Job 35 holds a genuine truth wrapped in flawed application: God is so complete in Himself that your sin does not diminish Him and your righteousness does not enrich Him. This means His love for you is not performance-based.
Job 36 builds on that: God’s eyes do not close. He watches His own, even through the longest silences. God uses affliction to open ears—not necessarily as punishment, but as the means by which He can be heard again.
And then—before God Himself speaks—Elihu’s arguments collapse into worship.
He starts describing the God who gathers rain into clouds, who commands lightning, who is exalted above every teacher, whose work men have sung about since the beginning.
That God—the One who builds storms and commands thunder and draws water up from the sea—is the same God who has not taken His eyes off you.
He is moving.
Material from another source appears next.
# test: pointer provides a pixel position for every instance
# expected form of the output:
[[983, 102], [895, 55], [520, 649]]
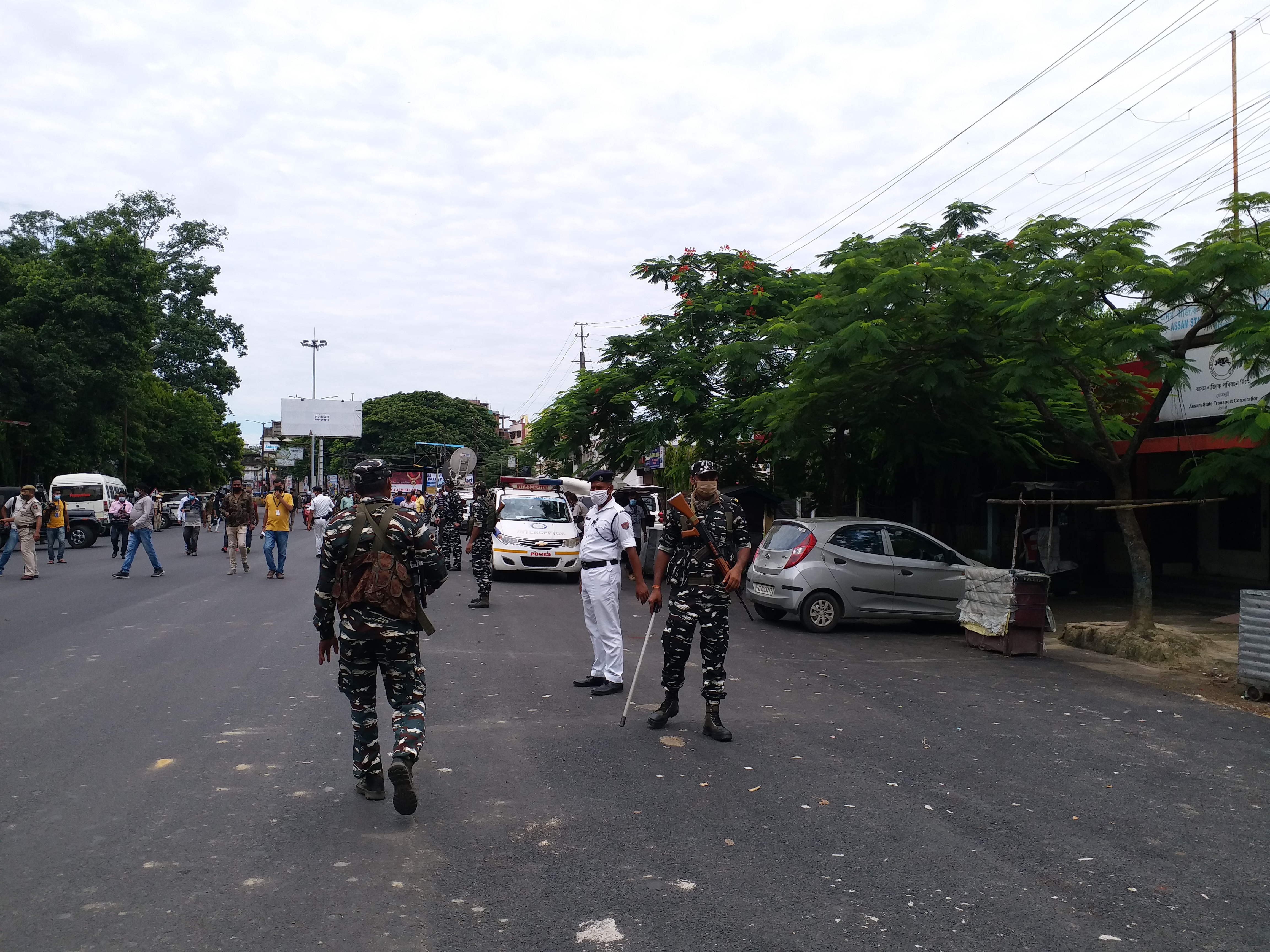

The storm is gathering.
Tomorrow, the voice comes from the whirlwind.
Action / Attitude for Today
You don’t have to resolve the mystery today. You don’t have to figure out every tension or answer every question about your suffering.
Choose one small thing:
If you can: Step outside for a moment and look at the sky—clouds, sun, rain, whatever is there. Let it remind you: the God who builds weather out of water vapor and light is not confused about your situation. He is not absent. His eyes have not moved.
If you can’t get outside: Sit for sixty seconds in silence. Not to fix anything. Not to figure anything out. Just to acknowledge: God is exalted. He is greater than my confusion. He is greater than my pain. He has not looked away.
Say this, if you can: “I don’t understand everything. But You do. And Your eyes are on me.”
That’s enough for today.
Because the God who tells the lightning where to strike has not forgotten where you are.
If even sixty seconds of silence feels impossible today, that’s okay. God’s eyes haven’t closed on you just because you can’t sit still. His attention doesn’t depend on your spiritual performance.
Tomorrow God will speak from the whirlwind. His answer to Job won’t be what anyone expected. But it will be enough.